Semaphores in Python Async Programming Real-World Use Cases

Context

While doing LLM-as-a-judge for evaluations, I was facing a rate limit issue from OpenAI. This post will explain how to use asyncio.Semaphore in Python to manage the rate limit and avoid getting rate limit errors. We will start with the basics of semaphores and then move on to use cases. To directly jump to the code, you can check out the use case 5.

Introduction

Managing shared resources and coordinating concurrent operations can be challenging in the world of asynchronous programming. Enter semaphores: a powerful synchronization primitive that can help you control access to limited resources and coordinate between multiple coroutines. This post will explore practical use cases for semaphores in Python’s asyncio framework, complete with code examples you can adapt for your projects.

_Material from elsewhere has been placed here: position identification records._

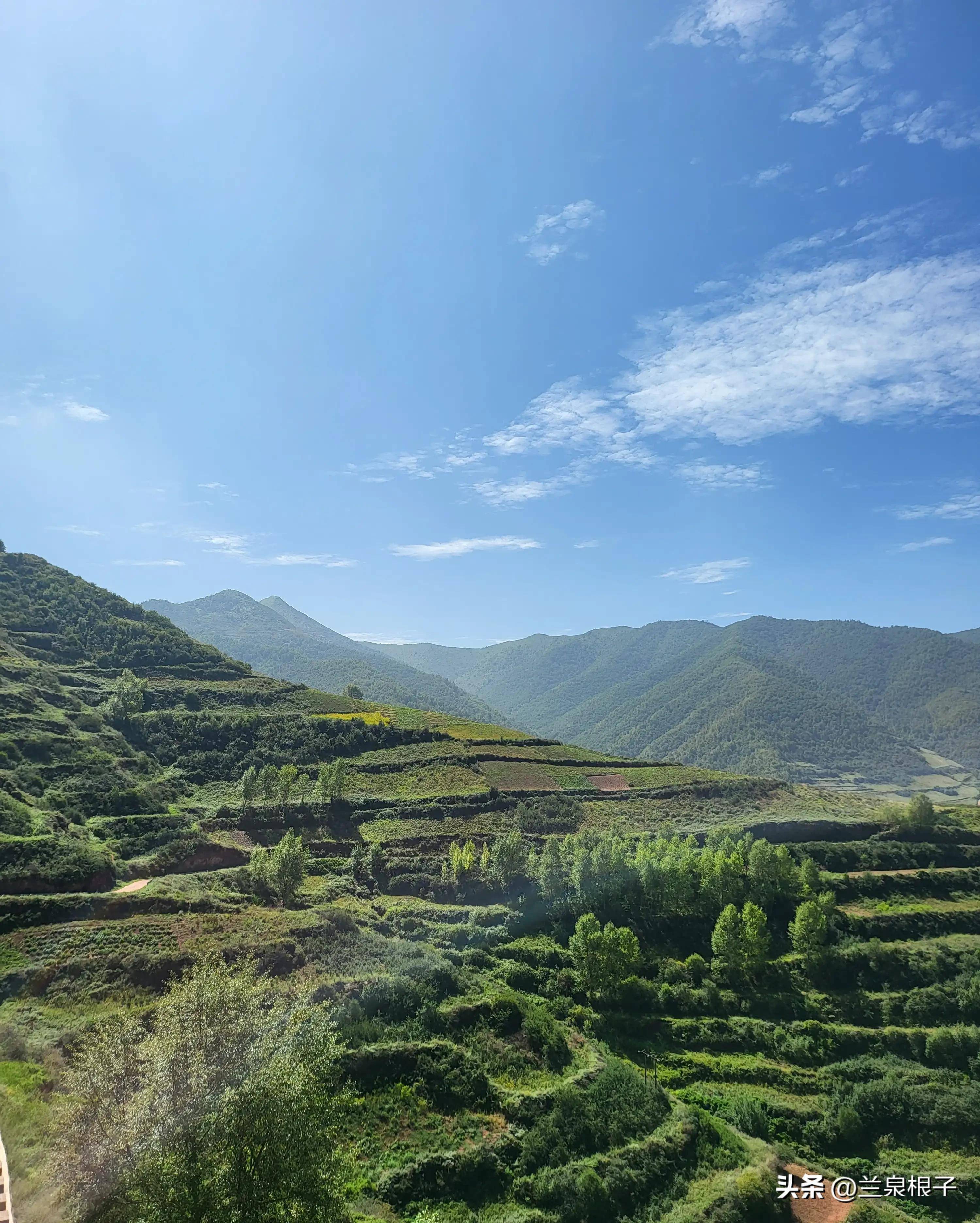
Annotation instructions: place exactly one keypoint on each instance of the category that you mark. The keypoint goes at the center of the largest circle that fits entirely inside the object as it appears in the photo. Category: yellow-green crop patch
(485, 823)
(449, 725)
(416, 782)
(519, 776)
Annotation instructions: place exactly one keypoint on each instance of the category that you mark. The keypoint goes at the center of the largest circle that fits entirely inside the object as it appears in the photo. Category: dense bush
(616, 1107)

Setting Up: Semaphores in Python’s asyncio

Before we dive into specific use cases, let’s quickly look at how to use semaphores in Python’s asyncio. The asyncio.Semaphore class provides a simple interface for creating and using semaphores:

import asyncio

async def worker(semaphore, name):
    async with semaphore:
        print(f"{name} is working")
        await asyncio.sleep(1)
    print(f"{name} is done")

async def main():
    semaphore = asyncio.Semaphore(2)
    tasks = [asyncio.create_task(worker(semaphore, f"Worker-{i}")) for i in range(4)]
    await asyncio.gather(*tasks)

asyncio.run(main())

Output:

Worker-0 is working
Worker-1 is working
Worker-0 is done
Worker-1 is done
Worker-2 is working
Worker-3 is working
Worker-2 is done
Worker-3 is done

In this example, we create a semaphore that allows up to two workers to access a resource simultaneously. The async with statement ensures that the semaphore is released even if an exception occurs.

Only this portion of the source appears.